Functional Programming at the University of Kansas: Tutorial

Showing posts with label Tutorial. Show all posts

Sunday, June 1, 2014

Haskell, DLLs, and You

Haskell libraries are suitable for the large majority of a functional programmer's use cases. Sometimes, however, there are needs that Haskell alone cannot fulfill. One common example is interfacing with low-level OS utilities. Since many of these tools are written in C, Haskell provides a useful -XForeignFunctionInterface (FFI) extension to use C functions and data directly. Below is an example file (Main1.hsc) that utilizes the FFI to call srand() and rand() on Linux:

{-# LANGUAGE ForeignFunctionInterface #-}
module Main where

import Foreign.C.Types

#include <stdlib.h>

foreign import ccall "srand"
    c_srand :: CUInt -> IO ()

foreign import ccall "rand"
    c_rand :: IO CInt

main :: IO ()
main = readLn >>= c_srand >> c_rand >>= print

Notice that the file extension is .hsc, not .hs. This is because it uses a special #include construct that must be processed by the hsc2hs program (which comes with the Haskell Platform). If you use cabal, this is done automatically. Otherwise, hsc2hs can be invoked like so:

$ hsc2hs Main1.hsc
$ runhaskell Main1.hs
42
71876166
$ runhaskell Main1.hs
27
1416980517

Generally, this process is pretty straightforward for Linux header files. What about other operating systems? One OS in particular, Windows, also provides C headers for its API, but they are much more difficult for hsc2hs to use successfully. Here is a simple example (Main2.hsc) that uses the Windows API function timeGetTime(), which retrieves the current system time in milliseconds:

{-# LANGUAGE ForeignFunctionInterface #-}
module Main where

#include <timeapi.h>

import System.Win32.Types

foreign import ccall "timeGetTime"
    c_timeGetTime :: IO DWORD

main :: IO ()
main = putStrLn . show =<< c_timeGetTime

If you attempt to simply run hsc2hs Main2.hsc, you will get an error resembling Main2.hsc:4:21: fatal error: timeapi.h: No such file or directory. That's not surprising, since we're referencing a Windows API header that isn't shipped with the version of MinGW that the Haskell Platform for Windows uses. To get around this, we'll try including the necessary header location manually (using Cygwin):

$ hsc2hs Main2.hsc -I"C:\Program Files (x86)\Windows Kits\8.1\Include\um"
In file included from Main2.hsc:4:0:
C:\Program Files (x86)\Windows Kits\8.1\Include\um/timeapi.h:17:20: fatal error: apiset.h: No such file or directory
compilation terminated.

Oh no! timeapi.h depends on a header file located in a different directory. That means we should only need to link that additional directory to resolve the issue, right?

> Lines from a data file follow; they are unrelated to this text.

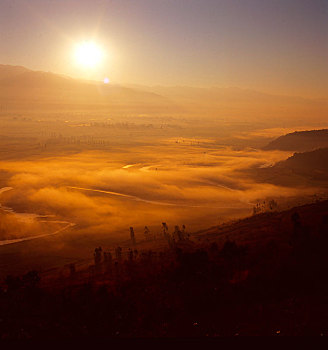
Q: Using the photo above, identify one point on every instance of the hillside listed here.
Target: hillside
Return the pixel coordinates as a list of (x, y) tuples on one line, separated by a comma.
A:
[(24, 88), (265, 275), (300, 141), (301, 169)]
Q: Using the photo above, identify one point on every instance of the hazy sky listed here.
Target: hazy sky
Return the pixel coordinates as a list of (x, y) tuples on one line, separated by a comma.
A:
[(270, 45)]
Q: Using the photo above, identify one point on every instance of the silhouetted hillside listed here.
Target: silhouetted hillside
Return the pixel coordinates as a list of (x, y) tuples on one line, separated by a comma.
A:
[(301, 169), (265, 275), (26, 88), (300, 141)]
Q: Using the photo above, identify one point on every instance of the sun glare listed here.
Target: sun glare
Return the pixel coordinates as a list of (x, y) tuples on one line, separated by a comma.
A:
[(88, 54)]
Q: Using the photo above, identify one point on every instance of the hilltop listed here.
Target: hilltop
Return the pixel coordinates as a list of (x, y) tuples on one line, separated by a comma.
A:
[(300, 141)]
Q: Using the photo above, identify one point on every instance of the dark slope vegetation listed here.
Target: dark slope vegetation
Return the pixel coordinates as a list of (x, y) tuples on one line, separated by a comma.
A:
[(301, 169), (300, 141), (265, 275)]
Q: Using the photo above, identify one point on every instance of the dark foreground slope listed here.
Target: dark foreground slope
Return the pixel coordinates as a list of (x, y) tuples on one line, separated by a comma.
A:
[(300, 141), (265, 275)]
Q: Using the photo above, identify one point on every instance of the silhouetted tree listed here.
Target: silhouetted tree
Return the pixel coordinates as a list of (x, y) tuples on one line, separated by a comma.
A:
[(133, 239)]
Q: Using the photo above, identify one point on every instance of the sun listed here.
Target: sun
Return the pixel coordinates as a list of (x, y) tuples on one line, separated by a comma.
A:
[(88, 54)]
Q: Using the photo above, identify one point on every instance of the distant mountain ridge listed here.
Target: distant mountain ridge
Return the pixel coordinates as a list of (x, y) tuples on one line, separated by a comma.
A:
[(20, 86), (24, 90), (300, 141)]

$ hsc2hs Main2.hsc -I"C:\Program Files (x86)\Windows Kits\8.1\Include\um" -I"C:\Program Files (x86)\Windows Kits\8.1\Include\shared"
In file included from C:\Program Files (x86)\Windows Kits\8.1\Include\um/timeapi.h:21:0,
                 from Main2.hsc:4:
C:\Program Files (x86)\Windows Kits\8.1\Include\um/mmsyscom.h:94:21: error: expected '=', ',', ';', 'asm' or '__attribute__' before 'MMVERSION'
C:\Program Files (x86)\Windows Kits\8.1\Include\um/mmsyscom.h:98:32: error: expected declaration specifiers or '...' before 'return'
C:\Program Files (x86)\Windows Kits\8.1\Include\um/mmsyscom.h:98:9: error: function definition declared 'typedef'
C:\Program Files (x86)\Windows Kits\8.1\Include\um/mmsyscom.h: In function '_Return_type_success_':
C:\Program Files (x86)\Windows Kits\8.1\Include\um/mmsyscom.h:98:45: error: expected declaration specifiers before 'UINT'
C:\Program Files (x86)\Windows Kits\8.1\Include\um/mmsyscom.h:102:14: error: expected '=', ',', ';', 'asm' or '__attribute__' before 'FAR'
...

Ack! As far as I can tell, Windows-style headers are simply not compatible with MinGW. It is clear that using Windows-style header files directly in hsc2hs is a fool's errand.

What can be done about this? One approach is to compile the code into a dynamically linked library (DLL) and pass it to the Haskell compiler's linker. This has the advantage of not needing the #include construct. As an example, we can create a simple DLL project in Microsoft Visual Studio (I used Visual Studio 2013 to perform the following steps):

Create a new Win32 Console Application project (I will give it the name dll_example). Make sure its application type is "DLL" in the correspding wizard menu. For good measure, check "Empty project" and uncheck "Security Development Lifecycle (SDL) checks".
In the Solution Explorer, right-click on "Header Files" and click Add > New Item. Select "Header file (.h)" and name it dll_example.h.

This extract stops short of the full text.